VALLEY OF BONES
Gruber's new mystery/thriller more than fulfills the promise of his dazzling Tropic of Night (2003), a critical and commercial success and his first book published under his own name. The story emerges from three directions: the POV of Cuban-American Miami cop Jimmy Paz; pages from the book Faithful Unto Death: The Story of the Nursing Sisters of the Blood of Christ by Sr. Benedicta Cooley; and a series of handwritten notebooks, The Confessions of Emmylou Dideroff . Gruber brings back Paz ("a neatly built, caramel-colored man, in a beautifully cut gray-green silk and linen suit" and one of the smartest, coolest, most intriguing cops working the pages of American thrillers these days) from Tropic to investigate the death of Arab oil trader Jabir Akran al-Muwalid, who's been bonked on the head with a piston rod and thrown off the balcony of his hotel room. Inside al-Muwalid's room, Paz finds Emmylou Dideroff kneeling on the floor, having a one-sided conversation with St. Catherine of Siena. The rod belongs to Emmylou, so she's assumed to be the killer; she's put into a mental hospital under the care of Paz's new psychiatrist girlfriend. Emmylou's written confessions tell the horrifying but riveting tale of growing up with an insane mother and a stepfather who molested her, as well as her adventures as a whore, drug dealer and, after joining the Nursing Sisters of the Blood of Christ, a tribal leader in Africa. Readers will find each of the stories—Paz's, Emmylou's and that of the founder of the Nursing Sisters—equally fascinating.
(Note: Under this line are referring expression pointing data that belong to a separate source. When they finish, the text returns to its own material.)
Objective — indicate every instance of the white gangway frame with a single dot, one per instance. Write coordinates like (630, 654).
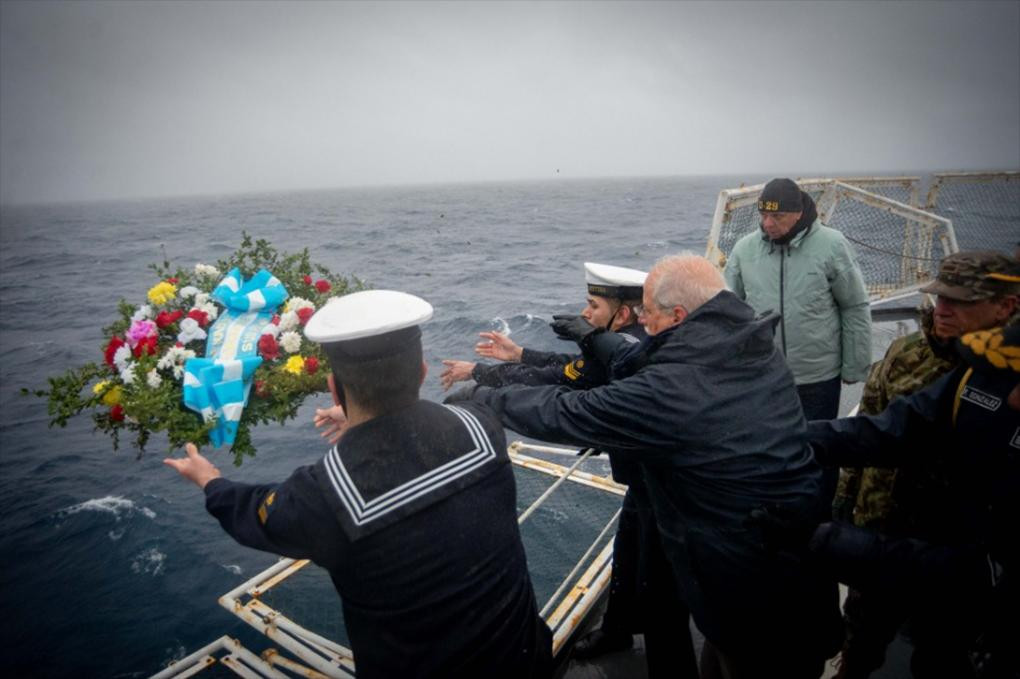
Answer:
(565, 612)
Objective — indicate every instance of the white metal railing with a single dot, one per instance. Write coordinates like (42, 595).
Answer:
(564, 612)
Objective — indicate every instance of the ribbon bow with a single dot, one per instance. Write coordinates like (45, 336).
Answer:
(217, 385)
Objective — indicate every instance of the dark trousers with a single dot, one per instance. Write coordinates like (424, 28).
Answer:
(820, 401)
(663, 615)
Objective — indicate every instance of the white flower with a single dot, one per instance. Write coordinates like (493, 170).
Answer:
(210, 310)
(296, 303)
(175, 358)
(144, 313)
(128, 374)
(121, 357)
(291, 342)
(288, 320)
(206, 270)
(188, 292)
(190, 330)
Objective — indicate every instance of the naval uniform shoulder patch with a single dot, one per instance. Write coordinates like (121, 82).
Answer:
(263, 509)
(981, 399)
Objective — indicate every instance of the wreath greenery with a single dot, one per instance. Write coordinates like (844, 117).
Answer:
(138, 387)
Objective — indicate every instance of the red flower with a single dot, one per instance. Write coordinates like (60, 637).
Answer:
(165, 318)
(268, 348)
(111, 349)
(200, 316)
(149, 346)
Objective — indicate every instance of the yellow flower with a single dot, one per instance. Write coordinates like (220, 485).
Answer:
(162, 293)
(112, 397)
(295, 365)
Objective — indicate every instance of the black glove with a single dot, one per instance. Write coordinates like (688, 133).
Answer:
(463, 394)
(780, 530)
(574, 328)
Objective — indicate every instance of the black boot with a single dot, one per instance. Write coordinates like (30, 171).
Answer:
(599, 642)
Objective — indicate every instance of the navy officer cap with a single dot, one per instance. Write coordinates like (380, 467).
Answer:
(370, 324)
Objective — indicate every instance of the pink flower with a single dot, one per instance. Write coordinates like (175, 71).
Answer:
(268, 348)
(139, 330)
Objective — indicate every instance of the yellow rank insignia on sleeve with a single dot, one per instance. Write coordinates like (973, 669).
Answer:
(263, 509)
(574, 369)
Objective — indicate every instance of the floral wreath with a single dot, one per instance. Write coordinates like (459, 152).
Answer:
(155, 354)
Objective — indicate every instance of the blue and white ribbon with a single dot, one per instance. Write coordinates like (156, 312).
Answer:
(217, 385)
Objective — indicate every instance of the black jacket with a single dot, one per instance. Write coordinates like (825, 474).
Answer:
(413, 514)
(714, 419)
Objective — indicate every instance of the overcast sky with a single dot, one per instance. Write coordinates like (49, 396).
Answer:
(135, 99)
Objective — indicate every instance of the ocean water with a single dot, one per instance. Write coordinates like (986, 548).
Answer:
(109, 566)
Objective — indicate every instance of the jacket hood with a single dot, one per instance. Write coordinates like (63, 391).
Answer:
(720, 328)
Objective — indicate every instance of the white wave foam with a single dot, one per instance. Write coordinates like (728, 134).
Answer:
(504, 326)
(114, 505)
(149, 562)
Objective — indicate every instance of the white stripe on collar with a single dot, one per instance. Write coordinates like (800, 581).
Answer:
(362, 512)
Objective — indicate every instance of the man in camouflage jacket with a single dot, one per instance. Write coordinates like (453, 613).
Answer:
(975, 291)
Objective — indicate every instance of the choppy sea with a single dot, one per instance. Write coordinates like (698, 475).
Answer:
(109, 566)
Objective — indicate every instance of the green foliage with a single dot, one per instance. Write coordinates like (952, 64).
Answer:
(144, 408)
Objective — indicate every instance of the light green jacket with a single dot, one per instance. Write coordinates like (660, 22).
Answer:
(816, 285)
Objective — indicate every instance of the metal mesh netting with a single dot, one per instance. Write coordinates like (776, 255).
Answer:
(895, 249)
(555, 537)
(984, 208)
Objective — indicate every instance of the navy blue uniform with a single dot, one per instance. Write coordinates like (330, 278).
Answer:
(713, 419)
(413, 514)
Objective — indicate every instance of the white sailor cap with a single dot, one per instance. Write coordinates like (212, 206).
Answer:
(369, 324)
(614, 281)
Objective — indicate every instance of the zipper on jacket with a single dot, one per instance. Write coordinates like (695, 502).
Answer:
(782, 309)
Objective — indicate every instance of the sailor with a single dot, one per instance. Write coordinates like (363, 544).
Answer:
(713, 419)
(613, 292)
(412, 513)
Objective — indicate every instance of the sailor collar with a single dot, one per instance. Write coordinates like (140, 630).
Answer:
(397, 465)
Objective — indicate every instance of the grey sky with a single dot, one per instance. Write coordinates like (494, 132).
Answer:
(126, 99)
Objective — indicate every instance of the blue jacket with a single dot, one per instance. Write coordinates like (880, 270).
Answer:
(714, 420)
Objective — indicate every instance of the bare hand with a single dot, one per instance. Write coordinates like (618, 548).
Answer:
(194, 467)
(456, 371)
(498, 347)
(333, 421)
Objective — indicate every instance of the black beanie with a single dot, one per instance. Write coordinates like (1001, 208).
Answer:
(780, 196)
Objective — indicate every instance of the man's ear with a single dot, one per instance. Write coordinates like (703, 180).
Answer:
(333, 388)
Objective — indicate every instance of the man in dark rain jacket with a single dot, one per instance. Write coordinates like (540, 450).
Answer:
(413, 513)
(714, 420)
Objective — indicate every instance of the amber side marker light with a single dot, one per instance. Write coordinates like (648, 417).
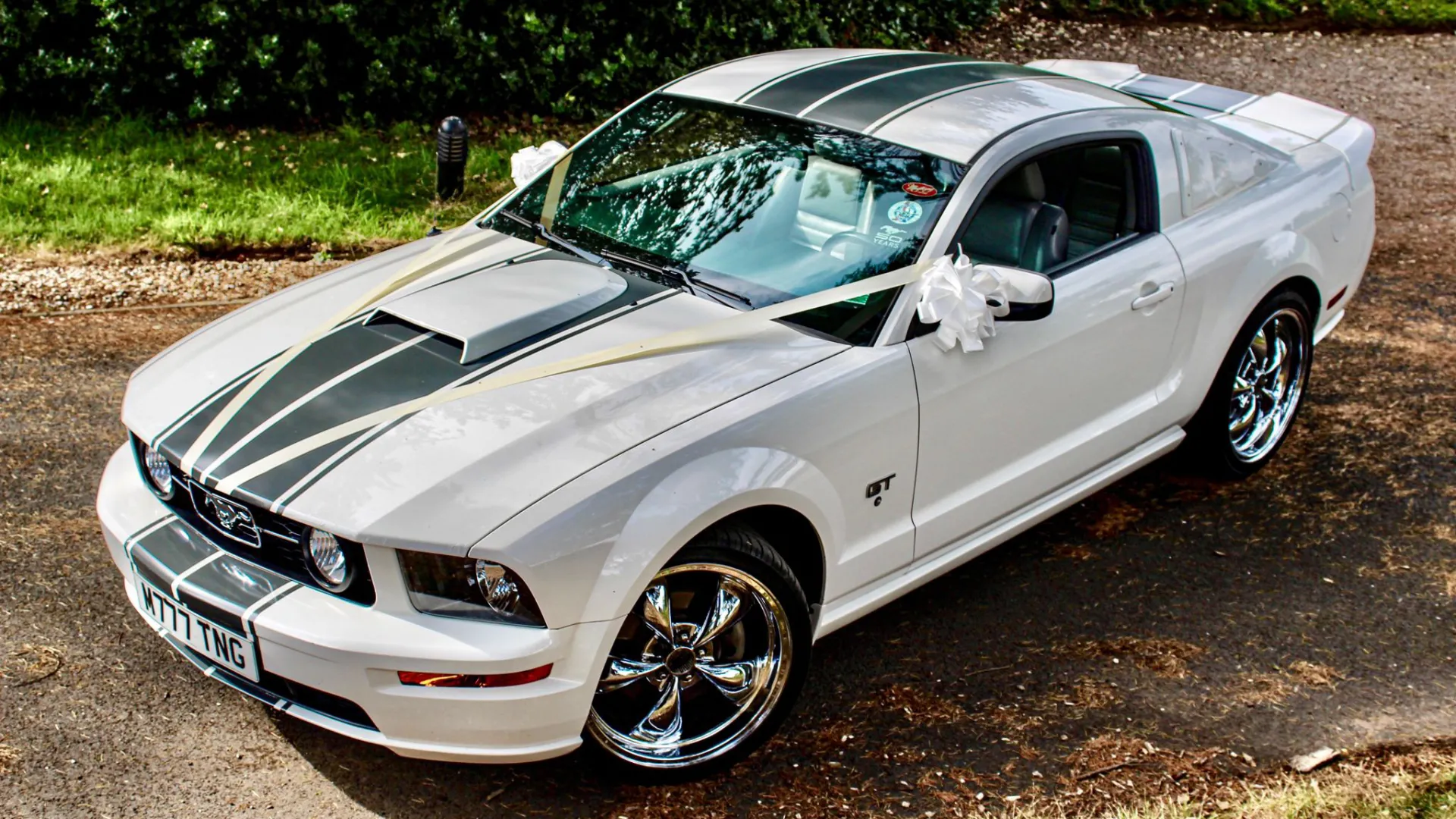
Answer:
(436, 679)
Evocative prose, an erudite author, spellbinding subject matter and totally original characters add up to make this one a knockout. Agent, Simon Lipskar . (Jan. 4)
Forecast: A good marketing push and word of mouth should assure a position at the top of the charts for Gruber, who ghosted Robert K. Tanenbaum's bestselling Butch Karp legal thrillers for many years.